The 2019 Lucas Oil Late Model Dirt Series was the 14th season of the Lucas Oil Late Model Dirt Series, a national touring series for dirt late models owned & operated by Lucas Oil. The series began with the Super Bowl of Racing at Golden Isles Speedway on February 1, and ended with the Dirt Track World Championship at Portsmouth Raceway Park on October 19. Jonathan Davenport won the 2019 drivers' championship. Tyler Erb was named 2019 rookie of the year.

Schedule and results

The 2019 schedule was released on October 29, 2018.

Schedule notes and changes
 The Super Bowl of Racing scheduled for February 1 at the Golden Isles Raceway in Brunswick, Georgia was postponed due to rain.
 On March 15, the Buckeye Spring 50 at Atomic Speedway in Chillicothe, Ohio was postponed mid-program due to rain.

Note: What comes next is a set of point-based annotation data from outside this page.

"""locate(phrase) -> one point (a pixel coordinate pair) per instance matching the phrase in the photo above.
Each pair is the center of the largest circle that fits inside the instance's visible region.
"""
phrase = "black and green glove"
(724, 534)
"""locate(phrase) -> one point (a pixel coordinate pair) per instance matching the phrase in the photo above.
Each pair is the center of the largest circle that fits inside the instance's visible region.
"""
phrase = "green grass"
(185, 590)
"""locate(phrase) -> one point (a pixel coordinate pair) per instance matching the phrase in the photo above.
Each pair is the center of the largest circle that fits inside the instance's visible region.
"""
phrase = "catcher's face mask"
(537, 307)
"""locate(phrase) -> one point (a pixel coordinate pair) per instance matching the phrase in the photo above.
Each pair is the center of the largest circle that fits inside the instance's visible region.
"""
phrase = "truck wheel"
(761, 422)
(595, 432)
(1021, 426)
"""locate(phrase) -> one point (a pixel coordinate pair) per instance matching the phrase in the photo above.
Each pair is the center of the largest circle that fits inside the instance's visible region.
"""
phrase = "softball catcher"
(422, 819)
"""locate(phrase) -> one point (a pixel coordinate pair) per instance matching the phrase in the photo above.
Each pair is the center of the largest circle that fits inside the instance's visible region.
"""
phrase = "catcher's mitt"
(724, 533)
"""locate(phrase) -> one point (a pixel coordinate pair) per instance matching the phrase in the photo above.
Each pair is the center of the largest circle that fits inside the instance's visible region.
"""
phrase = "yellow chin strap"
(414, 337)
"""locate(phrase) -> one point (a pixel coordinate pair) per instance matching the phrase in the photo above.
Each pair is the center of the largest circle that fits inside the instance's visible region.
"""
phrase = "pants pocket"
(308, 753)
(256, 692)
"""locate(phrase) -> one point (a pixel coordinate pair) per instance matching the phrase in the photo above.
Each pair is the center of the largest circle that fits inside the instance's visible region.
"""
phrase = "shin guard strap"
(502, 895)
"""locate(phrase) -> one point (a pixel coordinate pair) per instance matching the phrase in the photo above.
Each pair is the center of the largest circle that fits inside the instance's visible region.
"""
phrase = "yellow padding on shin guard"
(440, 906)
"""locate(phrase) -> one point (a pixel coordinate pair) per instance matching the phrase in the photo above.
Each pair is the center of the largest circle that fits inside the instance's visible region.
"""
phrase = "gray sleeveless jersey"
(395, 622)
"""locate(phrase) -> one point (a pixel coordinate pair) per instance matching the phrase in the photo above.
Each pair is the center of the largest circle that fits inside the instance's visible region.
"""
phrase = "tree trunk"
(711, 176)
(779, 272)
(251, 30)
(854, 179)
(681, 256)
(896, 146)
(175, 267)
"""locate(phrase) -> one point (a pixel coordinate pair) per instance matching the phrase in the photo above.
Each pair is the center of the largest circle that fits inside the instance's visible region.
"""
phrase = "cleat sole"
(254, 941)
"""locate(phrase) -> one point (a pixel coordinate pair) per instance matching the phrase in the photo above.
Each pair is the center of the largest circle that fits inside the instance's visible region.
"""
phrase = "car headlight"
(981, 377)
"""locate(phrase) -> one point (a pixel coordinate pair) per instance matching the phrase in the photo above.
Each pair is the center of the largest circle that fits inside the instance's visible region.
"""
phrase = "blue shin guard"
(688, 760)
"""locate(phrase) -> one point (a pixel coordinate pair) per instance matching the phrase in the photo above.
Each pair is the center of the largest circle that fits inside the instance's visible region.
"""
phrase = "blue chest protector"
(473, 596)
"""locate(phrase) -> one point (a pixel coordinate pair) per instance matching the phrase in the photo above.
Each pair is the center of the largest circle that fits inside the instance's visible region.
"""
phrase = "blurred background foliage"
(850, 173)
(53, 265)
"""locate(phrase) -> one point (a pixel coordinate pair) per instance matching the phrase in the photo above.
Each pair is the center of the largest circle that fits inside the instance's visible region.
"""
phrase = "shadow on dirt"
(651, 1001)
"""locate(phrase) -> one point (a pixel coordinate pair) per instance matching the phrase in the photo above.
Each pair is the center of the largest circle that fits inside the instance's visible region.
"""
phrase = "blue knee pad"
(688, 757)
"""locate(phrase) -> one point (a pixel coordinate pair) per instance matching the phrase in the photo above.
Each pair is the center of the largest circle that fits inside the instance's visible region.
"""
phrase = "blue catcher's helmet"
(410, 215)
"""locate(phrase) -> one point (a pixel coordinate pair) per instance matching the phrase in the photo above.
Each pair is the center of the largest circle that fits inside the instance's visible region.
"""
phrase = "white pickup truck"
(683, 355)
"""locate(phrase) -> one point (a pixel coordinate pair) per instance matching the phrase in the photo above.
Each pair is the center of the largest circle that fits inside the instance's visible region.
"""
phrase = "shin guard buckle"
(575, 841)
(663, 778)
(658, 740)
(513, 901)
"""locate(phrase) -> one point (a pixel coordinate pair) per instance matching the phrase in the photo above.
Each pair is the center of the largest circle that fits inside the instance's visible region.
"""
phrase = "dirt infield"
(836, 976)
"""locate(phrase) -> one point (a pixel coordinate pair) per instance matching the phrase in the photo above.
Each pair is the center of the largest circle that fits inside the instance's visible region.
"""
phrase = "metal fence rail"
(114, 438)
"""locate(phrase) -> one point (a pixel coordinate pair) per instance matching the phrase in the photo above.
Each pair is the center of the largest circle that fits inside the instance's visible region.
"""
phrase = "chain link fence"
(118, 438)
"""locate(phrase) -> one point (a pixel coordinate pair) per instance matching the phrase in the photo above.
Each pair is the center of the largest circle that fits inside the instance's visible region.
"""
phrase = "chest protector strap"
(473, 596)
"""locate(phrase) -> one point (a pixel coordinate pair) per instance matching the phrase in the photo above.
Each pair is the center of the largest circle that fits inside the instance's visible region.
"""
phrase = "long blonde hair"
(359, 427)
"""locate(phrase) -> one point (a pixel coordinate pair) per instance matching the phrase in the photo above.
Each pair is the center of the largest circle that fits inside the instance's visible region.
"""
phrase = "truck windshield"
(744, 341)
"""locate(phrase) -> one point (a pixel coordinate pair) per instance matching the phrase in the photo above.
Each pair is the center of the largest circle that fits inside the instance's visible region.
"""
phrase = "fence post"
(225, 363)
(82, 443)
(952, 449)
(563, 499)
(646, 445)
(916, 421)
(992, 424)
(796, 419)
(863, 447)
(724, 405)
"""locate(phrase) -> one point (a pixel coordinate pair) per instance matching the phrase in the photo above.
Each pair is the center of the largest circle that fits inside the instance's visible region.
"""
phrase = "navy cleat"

The race was rescheduled for April 11.
 The Steel Valley 50 scheduled for April 12 at Sharon Speedway was rained out.
 The Rumble by the River scheduled for April 14 at Port Royal Speedway was canceled due to a wet forecast.
 On April 25, rain forced the Hoker Trucking 50 at Tri-City Speedway in Granite City, Illinois to be rescheduled to July 11 and the scheduled race at Macon Speedway to be rescheduled to July 23.
 On May 2, the LOLMDS announced that the scheduled race at Tazewell Speedway was rescheduled to June 28, and the Ralph Latham Memorial at the Florence Speedway was rescheduled to June 29 in response to a wet forecast.
 The North Star Nationals scheduled for May 18 at Deer Creek Speedway in Spring Valley, Minnesota was rained out.
 On May 21, the LOLMDS announced that the Show-Me 100 at Lucas Oil Speedway in Wheatland, Missouri was being postponed due to tornado damage to the facility. The race was canceled on May 28.
 On July 3, the LOLMDS race at Muskingum County Speedway was rained out.
 The Freedom 50 at Mansfield Motor Speedway scheduled for July 6 was rained out.
 The LOLMDS race at the Jackson Motorplex in Minnesota scheduled for July 17 was rained out.